This Sunday, I will go to church, have a big family dinner and break my Lenten fast. Next Sunday, I will go to church, have a big family dinner and break my Lenten fast all over again.
My mother is Catholic and my father is Greek Orthodox, and they chose to raise my sisters and me under both religions. They're both Christian religions, so the general ideas are the same. The discrepancies come up in the details, like which way to do the sign of the cross -- and on what day Easter is celebrated.
"We just always thought we would raise you both, because we thought the religions were so close," my mother said. "The differences were really political."
So every year, we celebrate two Easters. Because the Catholic church uses the Gregorian calendar but the Orthodox one uses the Julian calendar, Easters are typically on different Sundays. On years when the Easters fall on the same day, it's a marathon of eating as we hop from dinner to dinner.
Lamb being prepared at my cousins' house on the Greek side.
"I think the trick is that both parents need to not make it a big deal. It's just: OK, we'll go to this church, and then we'll go to that church," my mother said.
It took years before I realized that it was unusual to have two Easters, and even longer to understand how grateful I should be that my parents were able to so seamlessly meld two religions.
"Neither of us wanted to convert," my dad said when I asked why they chose to keep both faiths in the house. My parents' religions are a distinct part of their cultural identity, so much so that neither of them have ever asked the other to convert, knowing that the other would not want to let go of that part of themselves.
My grandmother's Italian grain pies.
My parents' love transcends the political schism that put them on opposite sides of the same coin. They have continually shown me that individuals matter much more than the labels we give them and the lines we're told to draw.
Rather than argue that one's religion is better than the other's, my parents respect each other's culture. This mutual respect taught me that loving someone isn't just about tolerating their differences -- it's about including and celebrating them, and waiting patiently in the pew while half of the family gets communion.

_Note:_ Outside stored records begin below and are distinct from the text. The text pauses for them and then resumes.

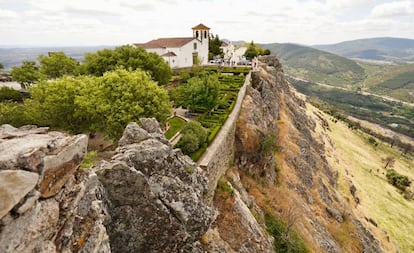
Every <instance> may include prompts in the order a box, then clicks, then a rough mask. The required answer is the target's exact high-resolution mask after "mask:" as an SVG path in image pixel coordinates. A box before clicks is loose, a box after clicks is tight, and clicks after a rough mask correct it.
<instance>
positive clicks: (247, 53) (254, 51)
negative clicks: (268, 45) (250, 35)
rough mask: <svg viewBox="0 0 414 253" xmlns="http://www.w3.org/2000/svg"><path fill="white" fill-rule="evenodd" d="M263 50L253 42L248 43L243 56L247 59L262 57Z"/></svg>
mask: <svg viewBox="0 0 414 253" xmlns="http://www.w3.org/2000/svg"><path fill="white" fill-rule="evenodd" d="M263 54H264V50H263V48H261V47H260V46H259V45H257V44H254V42H253V41H252V42H250V44H249V47H248V48H247V50H246V52H245V53H244V56H246V58H248V59H253V58H254V57H256V56H259V55H263Z"/></svg>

My parents asked if I ever felt confused by having two religions in the house, and I told them that I have not. I was raised to honor other people's beliefs, and I've been lucky to grow up with two incredible cultures. I can learn how to cook with my Italian nonna and, a week later, playfully argue with my Greek cousins over who's cheating at the egg game.
Easter is my favorite holiday because I get to spend quality time with both sides of my family and see the beauty in both of my faiths...and the endless amounts of Italian grain pie and Greek koulourakia certainly don't hurt.